I’m not sure where I would take one of the most awe-inspiring social workers of our time, Leymah Gbowee, for lunch. As a relatively new social worker interested in both children’s/women’s issues and international (particularly African) affairs, I would be astounded to even get the opportunity to see her, let alone eat lunch and have a full-on conversation with her. The restaurant would be pretty much the least of my concerns (though I’d bet some would argue it should be one of my main concerns). I’d rather focus on what exactly we’d talk about.
Leymah Gbowee is a-ma-zing. Have you ever seen Pray the Devil Back to Hell? That’s her in there. She’s a social worker who helped organize and lead a women’s peaceful protest in Liberia back in the early 2000s as a means to end the country’s second civil war. This protest also resulted in the deposition of the then-president Charles Taylor, who, besides wreaking havoc in his own country of Liberia, was found guilty of war crimes in Sierra Leone last year.
Leymah Gbowee inspires me because she defined her own role in bringing about positive change in a nonviolent way during an incredibly violent time. She saw the power she, as a woman, had in a male-dominated society, and so effectively wielded that power that she and her women colleagues were able to bring about peace talks to end a civil war. She not only convinced other women to protest with her, but she also helped facilitate the cooperation and camaraderie of Christian and Muslim women for the cause. In a world that often turns to violence to solve problems of violence, she and her fellow women protesters sat in white tees, refused sex, and peacefully brought change.
I wonder what Ms. Gbowee would find interesting to eat here in Minnesota. I could show her some of our African-influenced restaurants, such as Blue Nile, T’s Place, this African deli place in Brooklyn Park (Center?), maybe even the Global Market’s Safari restaurant or the Afro Deli on the West Bank of campus. Or maybe she’d want to know some non- African-oriented restaurants that I enjoy, like India Palace in Roseville or Sen Yai Sen Lek in Minneapolis.
Wherever we eat, I’d like to hear from her firsthand what was going on with her personally, in her head, while she was planning this massive peace movement. I want to hear about her life influencers, those forces and people that/who brought her to that particular point in her life where she was able to organize such an event. I want to learn about her ideas for social change and what social justice means in her eyes. As a social worker, I want to understand how her social work perspective and background have impacted her life decisions and goals.
In essence, I want to learn from her, to really understand what made her stand up and take action when others had failed, despite the political and cultural environment within which she was immersed. I have my own dreams of making positive change in a rather socially unjust world. I feel she might have some input for me.
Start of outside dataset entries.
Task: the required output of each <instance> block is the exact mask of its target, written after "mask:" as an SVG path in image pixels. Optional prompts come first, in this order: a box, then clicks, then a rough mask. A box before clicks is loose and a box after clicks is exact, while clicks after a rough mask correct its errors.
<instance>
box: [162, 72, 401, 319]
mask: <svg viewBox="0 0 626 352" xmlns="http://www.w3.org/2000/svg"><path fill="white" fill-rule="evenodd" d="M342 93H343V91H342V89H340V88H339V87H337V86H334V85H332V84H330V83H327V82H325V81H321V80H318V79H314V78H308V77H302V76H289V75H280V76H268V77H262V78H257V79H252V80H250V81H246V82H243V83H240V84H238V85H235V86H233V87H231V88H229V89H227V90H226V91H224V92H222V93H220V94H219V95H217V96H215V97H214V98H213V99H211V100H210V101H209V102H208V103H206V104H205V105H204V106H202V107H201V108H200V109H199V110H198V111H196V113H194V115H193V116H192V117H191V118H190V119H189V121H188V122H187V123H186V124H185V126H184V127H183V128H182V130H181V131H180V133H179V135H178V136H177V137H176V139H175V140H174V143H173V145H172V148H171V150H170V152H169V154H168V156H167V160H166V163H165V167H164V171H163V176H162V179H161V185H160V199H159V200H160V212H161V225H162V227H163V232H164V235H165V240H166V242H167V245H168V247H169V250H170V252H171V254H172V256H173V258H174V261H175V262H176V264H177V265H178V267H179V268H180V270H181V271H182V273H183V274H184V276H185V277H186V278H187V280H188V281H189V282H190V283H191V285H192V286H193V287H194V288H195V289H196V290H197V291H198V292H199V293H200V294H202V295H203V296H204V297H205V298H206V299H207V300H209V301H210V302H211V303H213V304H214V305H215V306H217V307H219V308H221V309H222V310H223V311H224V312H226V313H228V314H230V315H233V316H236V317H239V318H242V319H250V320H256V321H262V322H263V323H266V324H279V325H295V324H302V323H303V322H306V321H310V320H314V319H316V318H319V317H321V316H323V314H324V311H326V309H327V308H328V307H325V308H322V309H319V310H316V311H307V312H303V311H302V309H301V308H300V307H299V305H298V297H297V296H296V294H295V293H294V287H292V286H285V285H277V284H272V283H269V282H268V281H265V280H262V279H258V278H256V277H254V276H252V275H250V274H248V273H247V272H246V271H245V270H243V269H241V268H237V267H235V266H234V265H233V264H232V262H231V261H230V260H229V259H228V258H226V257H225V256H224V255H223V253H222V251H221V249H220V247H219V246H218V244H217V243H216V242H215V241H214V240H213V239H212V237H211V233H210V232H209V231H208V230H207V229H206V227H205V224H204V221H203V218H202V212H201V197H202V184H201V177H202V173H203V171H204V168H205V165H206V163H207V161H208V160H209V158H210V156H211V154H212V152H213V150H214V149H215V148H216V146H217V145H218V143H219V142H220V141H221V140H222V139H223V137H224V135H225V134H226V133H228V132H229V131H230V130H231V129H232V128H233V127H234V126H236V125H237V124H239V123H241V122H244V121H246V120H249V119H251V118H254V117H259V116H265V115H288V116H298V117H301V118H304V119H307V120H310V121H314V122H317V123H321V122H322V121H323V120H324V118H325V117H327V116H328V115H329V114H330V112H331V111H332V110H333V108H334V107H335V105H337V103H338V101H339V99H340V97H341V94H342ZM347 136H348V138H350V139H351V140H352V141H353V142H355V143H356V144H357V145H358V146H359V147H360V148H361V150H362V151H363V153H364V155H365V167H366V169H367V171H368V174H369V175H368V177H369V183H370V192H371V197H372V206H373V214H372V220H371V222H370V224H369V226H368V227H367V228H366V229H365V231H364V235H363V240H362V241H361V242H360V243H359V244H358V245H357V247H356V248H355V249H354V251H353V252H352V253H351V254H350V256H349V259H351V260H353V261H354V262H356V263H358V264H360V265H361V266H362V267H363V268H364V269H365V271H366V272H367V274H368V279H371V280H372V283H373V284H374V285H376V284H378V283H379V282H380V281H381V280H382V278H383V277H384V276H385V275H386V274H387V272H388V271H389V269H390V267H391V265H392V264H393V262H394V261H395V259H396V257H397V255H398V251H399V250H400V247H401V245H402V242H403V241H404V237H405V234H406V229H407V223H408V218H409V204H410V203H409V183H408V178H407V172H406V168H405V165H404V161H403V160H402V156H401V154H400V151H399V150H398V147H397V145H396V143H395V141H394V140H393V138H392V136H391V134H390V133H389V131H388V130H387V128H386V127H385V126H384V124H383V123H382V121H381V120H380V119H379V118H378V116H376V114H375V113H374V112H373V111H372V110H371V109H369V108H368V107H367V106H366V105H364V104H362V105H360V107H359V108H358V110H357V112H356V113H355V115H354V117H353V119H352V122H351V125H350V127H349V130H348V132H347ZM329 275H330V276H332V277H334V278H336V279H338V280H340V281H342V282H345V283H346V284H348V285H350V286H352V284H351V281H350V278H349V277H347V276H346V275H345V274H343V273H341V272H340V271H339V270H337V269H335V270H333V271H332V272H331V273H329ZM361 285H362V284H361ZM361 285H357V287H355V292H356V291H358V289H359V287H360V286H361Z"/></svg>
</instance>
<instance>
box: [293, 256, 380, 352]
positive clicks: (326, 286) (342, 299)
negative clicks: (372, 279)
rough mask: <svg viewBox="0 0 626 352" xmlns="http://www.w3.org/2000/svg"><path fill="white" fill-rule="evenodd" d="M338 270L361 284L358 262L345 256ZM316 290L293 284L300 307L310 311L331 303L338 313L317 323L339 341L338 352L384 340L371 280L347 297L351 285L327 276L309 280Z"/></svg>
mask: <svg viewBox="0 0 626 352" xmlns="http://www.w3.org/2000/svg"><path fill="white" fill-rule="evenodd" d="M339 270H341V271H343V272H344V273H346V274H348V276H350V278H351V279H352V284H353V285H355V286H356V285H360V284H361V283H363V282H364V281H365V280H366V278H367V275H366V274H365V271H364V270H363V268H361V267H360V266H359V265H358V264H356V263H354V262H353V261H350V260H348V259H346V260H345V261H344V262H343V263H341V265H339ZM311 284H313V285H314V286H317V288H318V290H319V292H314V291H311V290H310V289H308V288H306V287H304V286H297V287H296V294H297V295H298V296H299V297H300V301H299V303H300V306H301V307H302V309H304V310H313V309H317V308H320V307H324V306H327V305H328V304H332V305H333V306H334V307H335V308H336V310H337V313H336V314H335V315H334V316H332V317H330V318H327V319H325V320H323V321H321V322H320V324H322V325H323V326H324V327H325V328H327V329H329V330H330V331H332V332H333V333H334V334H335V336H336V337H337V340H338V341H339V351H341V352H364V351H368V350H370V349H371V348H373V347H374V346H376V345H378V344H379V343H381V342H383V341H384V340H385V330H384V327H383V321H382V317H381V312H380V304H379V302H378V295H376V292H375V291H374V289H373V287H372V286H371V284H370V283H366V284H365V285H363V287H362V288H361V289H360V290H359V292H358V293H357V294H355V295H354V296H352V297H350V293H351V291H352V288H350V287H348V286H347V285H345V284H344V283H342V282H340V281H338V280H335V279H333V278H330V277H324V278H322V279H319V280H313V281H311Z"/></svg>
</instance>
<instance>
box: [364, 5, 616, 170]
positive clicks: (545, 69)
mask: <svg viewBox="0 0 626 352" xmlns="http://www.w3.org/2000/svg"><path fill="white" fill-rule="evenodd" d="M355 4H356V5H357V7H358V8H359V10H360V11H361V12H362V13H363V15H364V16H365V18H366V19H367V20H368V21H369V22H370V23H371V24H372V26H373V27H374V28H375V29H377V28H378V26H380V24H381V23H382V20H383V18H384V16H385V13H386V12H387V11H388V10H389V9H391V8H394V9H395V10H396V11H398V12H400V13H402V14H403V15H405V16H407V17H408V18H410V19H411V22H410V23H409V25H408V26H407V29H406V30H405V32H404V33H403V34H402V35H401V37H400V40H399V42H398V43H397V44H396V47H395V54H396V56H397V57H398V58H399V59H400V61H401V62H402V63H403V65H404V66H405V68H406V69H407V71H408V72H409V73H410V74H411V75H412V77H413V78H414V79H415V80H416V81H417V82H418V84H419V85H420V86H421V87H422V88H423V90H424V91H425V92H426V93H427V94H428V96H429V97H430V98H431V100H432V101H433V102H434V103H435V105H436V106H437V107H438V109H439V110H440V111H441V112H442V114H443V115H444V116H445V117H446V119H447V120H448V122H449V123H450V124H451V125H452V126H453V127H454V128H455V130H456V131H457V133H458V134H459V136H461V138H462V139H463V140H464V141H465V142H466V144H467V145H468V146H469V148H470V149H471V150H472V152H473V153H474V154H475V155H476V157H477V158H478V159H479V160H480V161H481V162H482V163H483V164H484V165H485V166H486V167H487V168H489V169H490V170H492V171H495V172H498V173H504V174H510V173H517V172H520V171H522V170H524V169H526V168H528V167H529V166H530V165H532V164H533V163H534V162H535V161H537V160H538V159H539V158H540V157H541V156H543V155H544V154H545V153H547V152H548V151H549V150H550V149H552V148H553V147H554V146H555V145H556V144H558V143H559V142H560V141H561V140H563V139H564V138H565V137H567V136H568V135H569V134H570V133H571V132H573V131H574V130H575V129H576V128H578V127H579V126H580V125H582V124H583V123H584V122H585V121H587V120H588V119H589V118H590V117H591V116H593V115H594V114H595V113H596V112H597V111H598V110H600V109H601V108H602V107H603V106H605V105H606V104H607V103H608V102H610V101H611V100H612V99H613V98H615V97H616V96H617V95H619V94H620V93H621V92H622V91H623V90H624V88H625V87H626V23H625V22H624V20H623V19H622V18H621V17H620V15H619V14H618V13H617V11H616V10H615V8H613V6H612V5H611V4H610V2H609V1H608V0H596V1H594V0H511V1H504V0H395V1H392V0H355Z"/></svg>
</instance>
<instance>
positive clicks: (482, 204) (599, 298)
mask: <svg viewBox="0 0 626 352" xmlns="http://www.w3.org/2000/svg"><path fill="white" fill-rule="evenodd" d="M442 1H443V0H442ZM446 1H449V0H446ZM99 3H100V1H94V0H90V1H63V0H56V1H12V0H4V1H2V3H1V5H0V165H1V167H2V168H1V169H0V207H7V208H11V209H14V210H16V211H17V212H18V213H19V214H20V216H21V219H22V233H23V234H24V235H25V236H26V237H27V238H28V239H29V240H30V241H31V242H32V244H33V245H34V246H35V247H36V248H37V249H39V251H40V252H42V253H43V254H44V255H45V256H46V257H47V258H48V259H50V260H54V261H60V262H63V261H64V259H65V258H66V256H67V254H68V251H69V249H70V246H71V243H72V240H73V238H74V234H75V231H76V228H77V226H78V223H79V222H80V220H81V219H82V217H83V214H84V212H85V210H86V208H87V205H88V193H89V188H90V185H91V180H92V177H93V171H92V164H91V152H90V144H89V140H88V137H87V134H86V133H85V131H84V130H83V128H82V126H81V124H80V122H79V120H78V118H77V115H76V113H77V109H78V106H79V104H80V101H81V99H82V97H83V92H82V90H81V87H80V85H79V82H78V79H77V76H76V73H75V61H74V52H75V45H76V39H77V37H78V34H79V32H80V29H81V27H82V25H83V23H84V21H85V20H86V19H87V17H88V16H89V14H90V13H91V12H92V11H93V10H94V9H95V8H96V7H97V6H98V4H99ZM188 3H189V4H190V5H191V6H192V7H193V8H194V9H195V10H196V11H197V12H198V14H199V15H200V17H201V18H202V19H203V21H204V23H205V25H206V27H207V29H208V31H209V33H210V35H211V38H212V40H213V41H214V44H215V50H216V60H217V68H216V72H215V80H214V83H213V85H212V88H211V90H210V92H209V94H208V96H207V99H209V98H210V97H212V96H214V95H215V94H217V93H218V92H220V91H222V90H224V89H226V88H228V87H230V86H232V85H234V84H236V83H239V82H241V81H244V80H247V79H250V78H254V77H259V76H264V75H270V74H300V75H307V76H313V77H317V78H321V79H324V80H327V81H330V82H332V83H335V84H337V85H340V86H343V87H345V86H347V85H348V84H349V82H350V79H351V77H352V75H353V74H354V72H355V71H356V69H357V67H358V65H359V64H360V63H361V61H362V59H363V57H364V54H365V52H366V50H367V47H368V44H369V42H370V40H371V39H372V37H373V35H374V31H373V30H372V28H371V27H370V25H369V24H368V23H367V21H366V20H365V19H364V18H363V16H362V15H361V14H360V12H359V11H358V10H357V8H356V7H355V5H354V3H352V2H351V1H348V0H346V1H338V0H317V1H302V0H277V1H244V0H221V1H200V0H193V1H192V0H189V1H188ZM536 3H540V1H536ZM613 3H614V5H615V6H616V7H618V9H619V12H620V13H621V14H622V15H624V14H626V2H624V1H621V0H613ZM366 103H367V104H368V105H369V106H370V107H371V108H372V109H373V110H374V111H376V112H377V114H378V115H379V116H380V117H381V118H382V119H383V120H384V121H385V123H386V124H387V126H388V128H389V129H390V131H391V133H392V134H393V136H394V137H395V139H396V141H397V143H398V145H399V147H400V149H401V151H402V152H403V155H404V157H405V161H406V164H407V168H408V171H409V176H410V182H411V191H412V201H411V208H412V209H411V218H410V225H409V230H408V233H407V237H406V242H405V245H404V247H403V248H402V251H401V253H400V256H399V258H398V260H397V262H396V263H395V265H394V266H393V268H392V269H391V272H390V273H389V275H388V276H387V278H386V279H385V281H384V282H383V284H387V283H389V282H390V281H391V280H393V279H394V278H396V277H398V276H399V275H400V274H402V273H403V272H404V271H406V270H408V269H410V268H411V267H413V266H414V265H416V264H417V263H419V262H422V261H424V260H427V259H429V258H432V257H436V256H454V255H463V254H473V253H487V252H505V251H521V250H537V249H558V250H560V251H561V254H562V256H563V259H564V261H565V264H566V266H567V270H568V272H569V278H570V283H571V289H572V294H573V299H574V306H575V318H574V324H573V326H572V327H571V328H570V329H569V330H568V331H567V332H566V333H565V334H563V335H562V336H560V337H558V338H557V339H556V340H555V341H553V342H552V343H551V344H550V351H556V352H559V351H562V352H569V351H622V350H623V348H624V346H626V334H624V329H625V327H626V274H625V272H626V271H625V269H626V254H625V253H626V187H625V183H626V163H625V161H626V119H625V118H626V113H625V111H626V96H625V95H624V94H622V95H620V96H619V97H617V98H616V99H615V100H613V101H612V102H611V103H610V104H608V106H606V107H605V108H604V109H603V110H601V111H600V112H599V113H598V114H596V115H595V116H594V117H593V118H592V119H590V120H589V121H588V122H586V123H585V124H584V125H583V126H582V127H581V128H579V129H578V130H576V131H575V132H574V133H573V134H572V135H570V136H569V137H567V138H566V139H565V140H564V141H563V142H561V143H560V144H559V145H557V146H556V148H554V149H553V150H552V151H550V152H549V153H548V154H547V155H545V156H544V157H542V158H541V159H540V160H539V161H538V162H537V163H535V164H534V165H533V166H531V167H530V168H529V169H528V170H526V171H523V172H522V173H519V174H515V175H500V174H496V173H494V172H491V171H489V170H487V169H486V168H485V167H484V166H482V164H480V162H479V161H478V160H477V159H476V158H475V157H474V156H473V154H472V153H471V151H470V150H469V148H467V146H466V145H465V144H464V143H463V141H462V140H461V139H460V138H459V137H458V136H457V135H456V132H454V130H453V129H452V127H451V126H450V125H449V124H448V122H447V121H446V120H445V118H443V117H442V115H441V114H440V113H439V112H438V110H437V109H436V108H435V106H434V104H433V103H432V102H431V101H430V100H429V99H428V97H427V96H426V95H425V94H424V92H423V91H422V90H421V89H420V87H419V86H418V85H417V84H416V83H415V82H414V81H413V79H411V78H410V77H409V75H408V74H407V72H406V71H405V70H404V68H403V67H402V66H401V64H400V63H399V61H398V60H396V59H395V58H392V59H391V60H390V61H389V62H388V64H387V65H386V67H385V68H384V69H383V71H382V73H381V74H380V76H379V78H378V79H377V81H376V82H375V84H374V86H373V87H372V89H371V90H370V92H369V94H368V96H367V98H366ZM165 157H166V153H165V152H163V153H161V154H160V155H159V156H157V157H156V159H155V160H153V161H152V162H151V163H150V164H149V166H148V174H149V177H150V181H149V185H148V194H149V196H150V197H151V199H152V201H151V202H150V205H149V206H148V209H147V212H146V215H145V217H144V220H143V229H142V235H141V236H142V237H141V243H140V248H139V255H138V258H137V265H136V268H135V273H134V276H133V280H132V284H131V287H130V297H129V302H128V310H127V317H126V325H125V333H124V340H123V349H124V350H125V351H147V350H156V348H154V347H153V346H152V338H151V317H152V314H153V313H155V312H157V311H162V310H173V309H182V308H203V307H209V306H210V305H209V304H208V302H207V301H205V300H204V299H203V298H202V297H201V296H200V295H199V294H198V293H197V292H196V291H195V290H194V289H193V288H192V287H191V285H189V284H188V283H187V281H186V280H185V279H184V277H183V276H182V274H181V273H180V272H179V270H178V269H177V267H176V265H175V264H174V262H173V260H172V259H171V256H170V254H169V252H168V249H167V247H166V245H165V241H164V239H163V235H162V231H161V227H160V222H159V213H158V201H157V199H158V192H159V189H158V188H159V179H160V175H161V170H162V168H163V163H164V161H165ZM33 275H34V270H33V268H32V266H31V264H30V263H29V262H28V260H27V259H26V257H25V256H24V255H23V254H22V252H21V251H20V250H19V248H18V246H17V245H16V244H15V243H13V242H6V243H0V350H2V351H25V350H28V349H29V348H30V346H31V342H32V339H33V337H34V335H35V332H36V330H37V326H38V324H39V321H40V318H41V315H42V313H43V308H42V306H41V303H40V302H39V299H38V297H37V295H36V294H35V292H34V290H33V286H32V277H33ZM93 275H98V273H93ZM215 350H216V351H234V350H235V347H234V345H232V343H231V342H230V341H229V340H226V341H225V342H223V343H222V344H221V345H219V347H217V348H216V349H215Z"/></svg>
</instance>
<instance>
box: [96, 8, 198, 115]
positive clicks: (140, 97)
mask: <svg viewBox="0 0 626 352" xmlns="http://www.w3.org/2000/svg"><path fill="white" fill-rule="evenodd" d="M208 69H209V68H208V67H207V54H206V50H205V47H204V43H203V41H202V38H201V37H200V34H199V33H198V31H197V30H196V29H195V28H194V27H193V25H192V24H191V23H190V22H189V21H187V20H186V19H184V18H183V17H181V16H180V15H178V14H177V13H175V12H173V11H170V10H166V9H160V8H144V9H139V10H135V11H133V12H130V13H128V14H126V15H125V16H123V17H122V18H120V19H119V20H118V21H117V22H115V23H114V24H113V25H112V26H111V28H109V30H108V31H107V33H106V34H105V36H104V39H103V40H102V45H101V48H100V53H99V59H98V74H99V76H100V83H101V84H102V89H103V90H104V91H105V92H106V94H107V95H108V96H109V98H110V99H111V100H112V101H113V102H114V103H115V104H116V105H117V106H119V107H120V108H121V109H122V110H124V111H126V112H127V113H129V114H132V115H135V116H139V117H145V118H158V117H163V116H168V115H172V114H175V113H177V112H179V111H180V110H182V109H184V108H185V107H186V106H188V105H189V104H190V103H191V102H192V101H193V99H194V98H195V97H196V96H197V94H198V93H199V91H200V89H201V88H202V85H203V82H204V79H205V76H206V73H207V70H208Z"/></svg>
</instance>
You know what? Since this is my imagination, I believe she’d actually appreciate a home-cooked meal. I think I’ll invite her to my home, provide some tea and bread, and serve dengu and chapati (as a salute to my Kenyan family) and crock pot pot roast with potatoes and carrots (for my Minnesotan side). We’ll finish with some walnut potica that I magically imported from Up North at the last minute, because I sure can’t make it myself.